Pavese, denilebilinir ki İkinci Dünya Savaşı’nın yarattığı ve yok ettiği bir yazardır. İkinci Dünya Savaşı ve ondan sonraki iç savaş sürecini yaşayan yazarın hemen hemen bütün yapıtlarında bu savaşın izlerine rastlanır. Savaş karşısında tutumu çelişkilidir. Tıpkı romanlarının kahramanları gibi. Faşistler tarafından tutuklanınca, af başvurusunda bulunur ve cezası kısaltılır.
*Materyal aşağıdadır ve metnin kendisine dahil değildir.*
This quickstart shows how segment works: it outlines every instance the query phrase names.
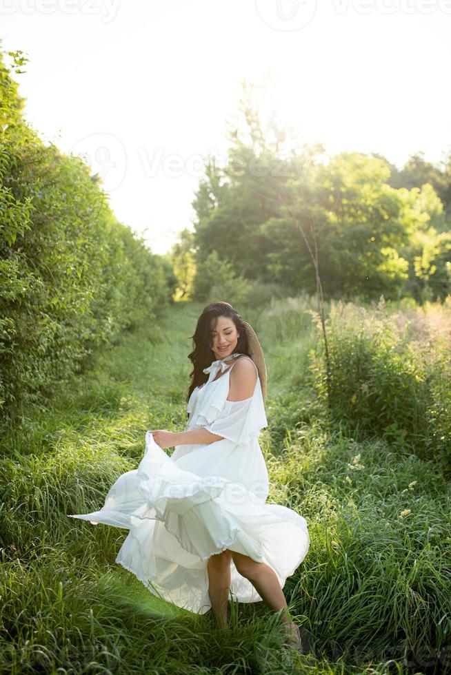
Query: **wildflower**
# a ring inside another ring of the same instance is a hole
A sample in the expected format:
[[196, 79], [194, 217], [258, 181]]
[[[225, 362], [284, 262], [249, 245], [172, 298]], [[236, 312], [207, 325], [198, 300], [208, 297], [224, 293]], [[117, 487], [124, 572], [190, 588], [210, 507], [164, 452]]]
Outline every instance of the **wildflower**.
[[352, 464], [350, 464], [349, 462], [348, 463], [348, 466], [349, 467], [350, 469], [352, 470], [355, 469], [356, 470], [359, 471], [361, 469], [365, 468], [363, 464], [359, 464], [359, 460], [360, 459], [361, 457], [361, 455], [359, 453], [359, 455], [356, 455], [356, 456], [354, 457], [354, 459], [352, 460]]

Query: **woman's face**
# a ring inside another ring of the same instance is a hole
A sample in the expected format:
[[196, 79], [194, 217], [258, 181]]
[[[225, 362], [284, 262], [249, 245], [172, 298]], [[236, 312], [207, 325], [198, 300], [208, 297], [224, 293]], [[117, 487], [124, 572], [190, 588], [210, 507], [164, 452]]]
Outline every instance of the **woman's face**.
[[239, 335], [232, 319], [225, 316], [219, 316], [215, 322], [212, 322], [212, 339], [213, 346], [212, 349], [214, 353], [215, 359], [223, 359], [226, 356], [233, 354]]

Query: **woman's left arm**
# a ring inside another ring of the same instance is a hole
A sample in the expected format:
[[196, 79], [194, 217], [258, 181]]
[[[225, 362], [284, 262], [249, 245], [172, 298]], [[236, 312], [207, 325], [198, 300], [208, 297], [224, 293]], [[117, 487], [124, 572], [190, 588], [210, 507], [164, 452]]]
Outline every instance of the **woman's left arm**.
[[213, 434], [201, 428], [192, 429], [191, 431], [166, 431], [166, 429], [149, 429], [153, 439], [160, 448], [172, 448], [172, 446], [183, 446], [186, 444], [205, 444], [220, 441], [223, 436]]

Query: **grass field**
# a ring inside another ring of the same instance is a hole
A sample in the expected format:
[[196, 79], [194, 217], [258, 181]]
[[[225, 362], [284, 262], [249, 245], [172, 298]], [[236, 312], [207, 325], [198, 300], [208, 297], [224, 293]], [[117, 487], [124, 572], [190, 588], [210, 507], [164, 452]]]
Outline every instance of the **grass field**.
[[187, 354], [201, 309], [177, 303], [161, 326], [126, 335], [3, 436], [0, 671], [451, 671], [445, 465], [396, 436], [352, 435], [330, 421], [308, 375], [317, 334], [296, 304], [289, 309], [301, 320], [290, 324], [286, 307], [279, 314], [291, 332], [265, 333], [274, 325], [268, 313], [245, 318], [265, 339], [268, 501], [309, 526], [310, 550], [284, 592], [314, 635], [311, 653], [281, 648], [281, 627], [263, 603], [230, 604], [223, 634], [210, 614], [160, 601], [114, 563], [124, 530], [66, 516], [103, 505], [137, 466], [147, 429], [184, 428]]

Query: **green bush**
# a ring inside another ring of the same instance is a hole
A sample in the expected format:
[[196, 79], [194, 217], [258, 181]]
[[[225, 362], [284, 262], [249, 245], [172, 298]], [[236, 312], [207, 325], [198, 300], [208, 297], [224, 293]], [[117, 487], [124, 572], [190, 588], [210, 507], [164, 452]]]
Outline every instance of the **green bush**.
[[169, 262], [114, 218], [78, 157], [21, 118], [0, 54], [0, 409], [12, 418], [172, 302]]
[[332, 419], [353, 435], [380, 435], [395, 446], [449, 461], [447, 350], [430, 339], [416, 340], [410, 323], [399, 320], [383, 301], [373, 309], [333, 304], [326, 322], [328, 385], [320, 341], [311, 353], [313, 384]]

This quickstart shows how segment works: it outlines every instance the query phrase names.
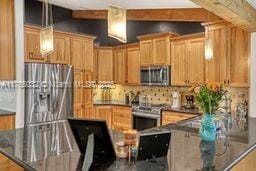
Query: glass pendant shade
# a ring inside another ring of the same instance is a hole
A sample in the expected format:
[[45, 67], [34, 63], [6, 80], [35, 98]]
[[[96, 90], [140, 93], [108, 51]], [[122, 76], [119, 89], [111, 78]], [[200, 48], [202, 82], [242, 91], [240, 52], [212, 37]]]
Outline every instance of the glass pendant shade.
[[124, 8], [108, 7], [108, 36], [126, 43], [126, 10]]
[[213, 58], [213, 42], [211, 39], [205, 40], [205, 59], [211, 60]]
[[49, 55], [54, 51], [53, 27], [49, 26], [40, 31], [40, 52], [42, 56]]

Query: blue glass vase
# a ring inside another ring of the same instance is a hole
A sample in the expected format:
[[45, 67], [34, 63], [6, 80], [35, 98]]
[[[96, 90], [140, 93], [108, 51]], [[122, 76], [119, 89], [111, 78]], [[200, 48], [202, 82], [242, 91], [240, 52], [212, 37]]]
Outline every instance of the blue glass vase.
[[201, 127], [199, 134], [204, 141], [215, 141], [216, 140], [216, 125], [214, 116], [210, 114], [204, 114], [201, 120]]

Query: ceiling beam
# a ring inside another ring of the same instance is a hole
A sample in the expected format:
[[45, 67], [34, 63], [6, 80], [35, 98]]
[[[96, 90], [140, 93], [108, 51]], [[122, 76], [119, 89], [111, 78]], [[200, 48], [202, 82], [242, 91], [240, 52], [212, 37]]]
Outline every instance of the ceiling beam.
[[256, 31], [256, 10], [246, 0], [191, 0], [249, 32]]
[[[73, 18], [107, 19], [107, 10], [74, 10]], [[202, 8], [128, 9], [127, 20], [143, 21], [217, 21], [220, 17]]]

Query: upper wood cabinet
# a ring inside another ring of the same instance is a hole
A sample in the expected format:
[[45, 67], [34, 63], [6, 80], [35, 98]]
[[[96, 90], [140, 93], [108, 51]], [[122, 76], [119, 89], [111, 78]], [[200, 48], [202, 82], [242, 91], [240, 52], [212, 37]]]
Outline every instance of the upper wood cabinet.
[[71, 38], [71, 64], [75, 70], [93, 71], [93, 40], [82, 37]]
[[206, 38], [212, 41], [213, 58], [205, 60], [205, 81], [226, 83], [229, 77], [228, 26], [226, 24], [206, 27]]
[[113, 49], [97, 48], [98, 81], [113, 81]]
[[141, 66], [170, 65], [170, 37], [175, 36], [169, 32], [139, 36]]
[[26, 62], [45, 62], [40, 53], [40, 35], [39, 29], [25, 27], [25, 61]]
[[54, 34], [54, 51], [49, 55], [51, 63], [69, 64], [70, 63], [70, 38], [65, 34]]
[[15, 79], [14, 0], [0, 1], [0, 80]]
[[171, 39], [171, 85], [204, 82], [204, 34]]
[[185, 85], [187, 83], [187, 52], [186, 41], [171, 42], [171, 85]]
[[139, 44], [127, 47], [127, 84], [140, 84], [140, 48]]
[[105, 120], [107, 123], [107, 126], [109, 128], [112, 128], [112, 107], [109, 105], [96, 106], [95, 118]]
[[114, 82], [124, 85], [127, 82], [127, 50], [125, 46], [115, 47], [114, 55]]
[[42, 57], [40, 29], [40, 27], [25, 26], [25, 62], [72, 64], [76, 70], [93, 71], [95, 37], [54, 30], [54, 51]]
[[250, 86], [250, 33], [230, 27], [230, 77], [228, 83], [235, 87]]
[[206, 82], [249, 87], [250, 33], [228, 22], [205, 23], [213, 42], [213, 59], [206, 61]]

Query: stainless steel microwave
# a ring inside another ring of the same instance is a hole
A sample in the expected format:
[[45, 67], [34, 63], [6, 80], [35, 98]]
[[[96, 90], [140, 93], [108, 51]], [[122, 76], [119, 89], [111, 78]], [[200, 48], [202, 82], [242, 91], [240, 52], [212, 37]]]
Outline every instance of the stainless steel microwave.
[[145, 86], [169, 86], [170, 66], [141, 67], [140, 84]]

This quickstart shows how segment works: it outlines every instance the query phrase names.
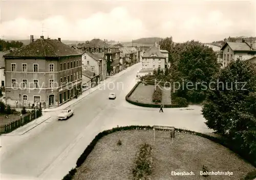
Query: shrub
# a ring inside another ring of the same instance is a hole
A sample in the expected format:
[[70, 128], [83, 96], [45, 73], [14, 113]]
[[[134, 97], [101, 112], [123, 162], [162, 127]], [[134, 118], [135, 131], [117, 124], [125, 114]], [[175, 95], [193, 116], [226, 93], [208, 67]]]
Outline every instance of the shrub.
[[5, 108], [6, 106], [5, 104], [2, 100], [0, 101], [0, 113], [4, 113], [5, 111]]
[[7, 105], [7, 107], [6, 108], [6, 113], [7, 114], [12, 114], [12, 109], [11, 108], [11, 107], [10, 106], [10, 105]]
[[121, 140], [120, 139], [118, 140], [118, 141], [117, 141], [117, 145], [119, 146], [120, 146], [122, 145], [122, 142], [121, 141]]
[[25, 107], [22, 108], [22, 114], [26, 114], [27, 113], [27, 110], [26, 110]]
[[154, 102], [161, 102], [162, 101], [162, 90], [158, 87], [154, 90], [152, 94], [152, 101]]
[[172, 101], [177, 104], [179, 108], [186, 108], [188, 106], [187, 99], [184, 97], [177, 97]]

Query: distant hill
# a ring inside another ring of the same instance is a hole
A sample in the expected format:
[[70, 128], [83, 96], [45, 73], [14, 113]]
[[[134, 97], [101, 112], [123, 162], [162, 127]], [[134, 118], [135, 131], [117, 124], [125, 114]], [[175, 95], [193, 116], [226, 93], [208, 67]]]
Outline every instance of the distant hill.
[[220, 47], [222, 47], [226, 42], [242, 42], [242, 40], [243, 39], [244, 39], [245, 41], [247, 42], [250, 42], [251, 40], [252, 42], [255, 42], [256, 41], [256, 37], [249, 37], [244, 36], [241, 36], [239, 37], [231, 37], [229, 36], [228, 38], [224, 38], [223, 40], [214, 41], [206, 44], [214, 45]]
[[133, 42], [134, 43], [137, 43], [139, 44], [155, 44], [155, 42], [158, 43], [162, 39], [162, 38], [158, 37], [143, 38], [134, 40]]

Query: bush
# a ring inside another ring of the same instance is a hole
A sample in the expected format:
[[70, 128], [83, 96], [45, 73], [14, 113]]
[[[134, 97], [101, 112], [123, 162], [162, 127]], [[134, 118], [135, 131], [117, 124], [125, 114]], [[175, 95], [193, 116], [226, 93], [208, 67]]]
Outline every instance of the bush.
[[25, 107], [22, 108], [22, 114], [27, 114], [27, 110], [26, 110], [26, 108]]
[[122, 145], [122, 142], [121, 141], [121, 140], [120, 139], [118, 140], [118, 141], [117, 141], [117, 145], [119, 146], [120, 146]]
[[154, 90], [152, 94], [152, 101], [154, 102], [161, 102], [162, 101], [162, 90], [158, 87]]
[[7, 105], [7, 107], [6, 108], [6, 113], [7, 114], [12, 114], [12, 109], [11, 108], [11, 107], [10, 106], [10, 105]]
[[5, 104], [2, 100], [0, 101], [0, 113], [4, 113], [6, 106]]
[[172, 102], [178, 105], [179, 108], [186, 108], [188, 106], [188, 102], [187, 99], [184, 97], [177, 97]]

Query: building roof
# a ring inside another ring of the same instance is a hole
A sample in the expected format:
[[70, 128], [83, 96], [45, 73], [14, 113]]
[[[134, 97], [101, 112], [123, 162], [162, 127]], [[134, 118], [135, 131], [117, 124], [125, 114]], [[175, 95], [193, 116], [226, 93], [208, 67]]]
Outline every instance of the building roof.
[[160, 49], [160, 52], [161, 53], [169, 53], [169, 52], [167, 50]]
[[[221, 48], [223, 50], [228, 45], [233, 51], [251, 51], [251, 48], [249, 44], [246, 42], [227, 42]], [[252, 46], [253, 46], [253, 45]], [[253, 49], [252, 50], [255, 50]]]
[[93, 39], [90, 41], [86, 42], [85, 44], [83, 44], [81, 46], [78, 47], [78, 48], [81, 48], [82, 47], [94, 47], [100, 48], [117, 48], [117, 47], [108, 44], [105, 41], [103, 41], [100, 39]]
[[155, 46], [146, 50], [145, 54], [142, 56], [142, 58], [149, 58], [152, 56], [158, 58], [165, 58], [165, 57], [160, 52], [159, 49]]
[[5, 59], [3, 56], [8, 53], [9, 52], [0, 52], [0, 68], [5, 67]]
[[88, 69], [86, 69], [82, 71], [82, 74], [85, 75], [86, 76], [89, 78], [90, 79], [93, 79], [96, 76], [95, 73], [92, 72]]
[[56, 39], [40, 38], [4, 56], [5, 57], [58, 57], [79, 55], [77, 50]]
[[105, 54], [104, 53], [86, 53], [87, 54], [97, 61], [100, 61], [104, 58]]

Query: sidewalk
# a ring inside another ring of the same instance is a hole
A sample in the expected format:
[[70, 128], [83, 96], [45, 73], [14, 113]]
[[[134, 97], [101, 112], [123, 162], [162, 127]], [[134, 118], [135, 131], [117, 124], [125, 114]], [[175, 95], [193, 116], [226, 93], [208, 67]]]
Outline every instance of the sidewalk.
[[[95, 92], [99, 89], [100, 89], [101, 87], [107, 85], [109, 83], [113, 82], [114, 81], [115, 81], [115, 78], [118, 78], [120, 75], [122, 75], [127, 71], [129, 71], [130, 70], [136, 68], [136, 67], [137, 67], [137, 65], [138, 64], [140, 64], [140, 63], [135, 64], [134, 65], [127, 68], [126, 69], [122, 70], [121, 72], [119, 72], [119, 73], [118, 73], [117, 74], [115, 74], [115, 75], [112, 75], [111, 78], [108, 78], [103, 81], [100, 82], [100, 83], [98, 85], [98, 86], [88, 89], [87, 90], [82, 92], [82, 94], [80, 95], [77, 97], [77, 99], [73, 99], [72, 100], [71, 100], [70, 101], [67, 102], [66, 103], [63, 104], [62, 105], [61, 105], [58, 107], [43, 109], [42, 112], [47, 112], [57, 111], [61, 110], [66, 108], [68, 108], [70, 106], [71, 106], [72, 105], [74, 105], [79, 102], [81, 100], [82, 100], [84, 97], [87, 96], [88, 95], [91, 94], [94, 92]], [[136, 74], [135, 74], [134, 75], [135, 76]]]
[[27, 124], [19, 127], [10, 133], [2, 134], [2, 136], [17, 136], [24, 135], [50, 118], [50, 116], [42, 114], [41, 117], [29, 122]]

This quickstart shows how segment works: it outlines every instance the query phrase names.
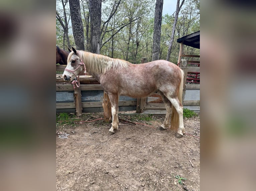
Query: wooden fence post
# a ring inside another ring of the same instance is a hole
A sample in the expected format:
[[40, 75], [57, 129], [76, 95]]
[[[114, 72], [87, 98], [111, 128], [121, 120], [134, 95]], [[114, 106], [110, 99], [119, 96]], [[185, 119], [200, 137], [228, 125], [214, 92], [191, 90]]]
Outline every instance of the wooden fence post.
[[102, 107], [104, 110], [104, 120], [106, 122], [109, 122], [112, 118], [111, 103], [108, 95], [104, 92], [104, 97], [102, 101]]
[[[141, 64], [146, 63], [147, 62], [147, 58], [142, 58], [140, 61]], [[146, 105], [146, 101], [147, 100], [146, 97], [137, 98], [137, 104], [136, 107], [136, 113], [142, 113], [144, 107]]]
[[74, 104], [76, 105], [77, 116], [80, 117], [83, 114], [83, 107], [80, 88], [75, 87], [74, 90]]
[[183, 105], [184, 102], [184, 97], [185, 97], [185, 94], [186, 93], [186, 81], [187, 79], [187, 71], [188, 68], [187, 68], [187, 62], [186, 60], [181, 59], [181, 62], [180, 63], [180, 69], [184, 72], [184, 79], [183, 81], [183, 92], [182, 94], [182, 101], [181, 104]]

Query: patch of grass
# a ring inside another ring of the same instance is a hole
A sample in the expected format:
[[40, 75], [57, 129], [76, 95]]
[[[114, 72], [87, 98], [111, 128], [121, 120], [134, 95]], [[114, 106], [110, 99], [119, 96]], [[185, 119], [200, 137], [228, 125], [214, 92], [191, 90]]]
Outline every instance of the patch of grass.
[[68, 113], [56, 113], [56, 126], [64, 124], [73, 125], [75, 124], [73, 121], [79, 120], [81, 120], [81, 119], [78, 119], [77, 118], [77, 116], [74, 114]]
[[133, 121], [150, 121], [153, 120], [152, 118], [152, 115], [151, 114], [133, 115], [131, 115], [131, 120]]
[[185, 178], [183, 178], [183, 177], [180, 176], [179, 175], [176, 175], [175, 176], [175, 178], [178, 179], [178, 182], [179, 184], [181, 185], [183, 184], [183, 183], [182, 182], [182, 180], [185, 180], [187, 179]]
[[190, 118], [195, 116], [197, 116], [198, 115], [193, 111], [189, 110], [186, 108], [183, 109], [183, 116], [184, 117]]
Tıpkı roman kahramanı Corodo’yu korkuttuğu gibi savaştan, ölümden ve cezaevinden korkmaktadır. Af başvurusu belki bunun en somut göstergesidir. 1943 yılında iş için gittiği Roma’da askere çağrılır. Fakat hasta olduğu için Askeri Hastane’ye kaldırılır. 6 ay hava değişimine gönderilir. Torino’ya döndüğünde arkadaşlarının partizanlara katıldığını öğrenir. Kız kardeşinin yanına sığınır ve savaş bitene kadar orada kalır. Torino’ya kurtuluştan sonra döner (tıpkı romanlarının kahramanları gibi) ama o bir yandan sığındığı yerde savaşın geçip gitmesini beklerken, isterken ve arkadaşlarının kaderine kayıtsız kalmaya çalışırken, bir yandan da büyük bir vicdan azabı çekmektedir. İntihar için vicdan azabından iyi bir neden mi var? İkinci Dünya Savaşı’nı bitiren anlaşma onun için fazla bir şey ifade etmez. ‘Savaş gerçekten bitti mi’ diye sorar. Bitmediğini kendi ölümü ile kanıtlar. Bir otel odasında yaşamına son verir.